Over the Holidays, Congress Gave the Military an $860 Billion Budgetary Gift
At the end of last year, Joe Biden signed a $1.7 trillion budget bill that gives $1.1 trillion to the Pentagon, police, and prisons, including a whopping $860 billion for the military alone. So much for Build Back Better.

Members of the US army training in Adazi, Latvia, March 2022. (Paulius Peleckis / Getty Images)
Despite its $1.7 trillion price tag — including a whopping $860 billion earmarked for the military — the omnibus budget bill enacted late last month has not received the scrutiny it deserves.
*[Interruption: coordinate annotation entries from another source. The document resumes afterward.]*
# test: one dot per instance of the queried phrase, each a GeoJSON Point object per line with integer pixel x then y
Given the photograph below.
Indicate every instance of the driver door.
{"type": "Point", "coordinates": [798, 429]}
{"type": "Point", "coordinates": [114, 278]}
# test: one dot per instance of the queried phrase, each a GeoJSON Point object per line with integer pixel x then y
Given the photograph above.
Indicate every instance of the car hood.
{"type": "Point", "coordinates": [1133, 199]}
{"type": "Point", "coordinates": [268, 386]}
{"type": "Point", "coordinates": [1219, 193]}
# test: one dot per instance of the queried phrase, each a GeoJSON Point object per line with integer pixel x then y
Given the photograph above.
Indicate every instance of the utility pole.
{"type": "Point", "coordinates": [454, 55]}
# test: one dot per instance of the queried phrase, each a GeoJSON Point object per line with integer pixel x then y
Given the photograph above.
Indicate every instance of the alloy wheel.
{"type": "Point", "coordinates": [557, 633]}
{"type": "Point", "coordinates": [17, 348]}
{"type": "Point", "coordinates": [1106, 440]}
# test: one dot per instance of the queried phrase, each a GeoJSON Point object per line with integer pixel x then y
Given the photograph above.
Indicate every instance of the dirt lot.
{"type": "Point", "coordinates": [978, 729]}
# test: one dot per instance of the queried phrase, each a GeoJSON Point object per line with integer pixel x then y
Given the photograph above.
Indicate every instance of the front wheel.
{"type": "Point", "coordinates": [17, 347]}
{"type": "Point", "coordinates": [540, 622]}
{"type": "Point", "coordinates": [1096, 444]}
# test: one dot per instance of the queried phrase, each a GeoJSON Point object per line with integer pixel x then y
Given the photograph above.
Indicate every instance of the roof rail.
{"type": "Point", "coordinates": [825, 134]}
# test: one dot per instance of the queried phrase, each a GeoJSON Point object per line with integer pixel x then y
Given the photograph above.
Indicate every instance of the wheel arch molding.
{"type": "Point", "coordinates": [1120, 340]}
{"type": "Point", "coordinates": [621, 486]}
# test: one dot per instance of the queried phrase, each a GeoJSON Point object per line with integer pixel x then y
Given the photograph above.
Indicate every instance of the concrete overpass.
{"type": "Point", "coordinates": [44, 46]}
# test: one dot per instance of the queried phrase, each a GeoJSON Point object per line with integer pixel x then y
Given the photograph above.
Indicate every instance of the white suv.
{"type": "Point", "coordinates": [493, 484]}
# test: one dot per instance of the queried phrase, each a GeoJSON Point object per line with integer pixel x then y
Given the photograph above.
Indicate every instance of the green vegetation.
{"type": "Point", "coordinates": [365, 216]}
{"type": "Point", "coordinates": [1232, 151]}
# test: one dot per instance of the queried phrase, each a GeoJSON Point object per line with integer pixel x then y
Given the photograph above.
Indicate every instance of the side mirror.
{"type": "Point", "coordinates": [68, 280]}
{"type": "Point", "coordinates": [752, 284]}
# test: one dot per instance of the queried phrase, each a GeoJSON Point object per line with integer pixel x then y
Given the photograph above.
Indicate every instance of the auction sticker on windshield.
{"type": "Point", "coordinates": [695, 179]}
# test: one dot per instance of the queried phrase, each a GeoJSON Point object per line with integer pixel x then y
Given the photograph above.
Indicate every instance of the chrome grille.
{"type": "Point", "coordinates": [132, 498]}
One reason is there wasn’t much time to examine the bill’s contents. The legislation is made up of twelve “regular” and two supplemental appropriations bills that fund federal activities for the rest of fiscal year 2023. Democratic and Republican leaders unveiled the bill’s four-thousand-plus pages on December 19 — giving the measure just eleven days to be debated, amended, passed, and signed into law to prevent a government shutdown. It was a legislative fire drill.
Another factor was that criticism of the bill overwhelmingly came from the Right. Alexandria Ocasio-Cortez was the only lawmaker in the Democratic caucus — in either the House or Senate — to vote against it. There should have been many more.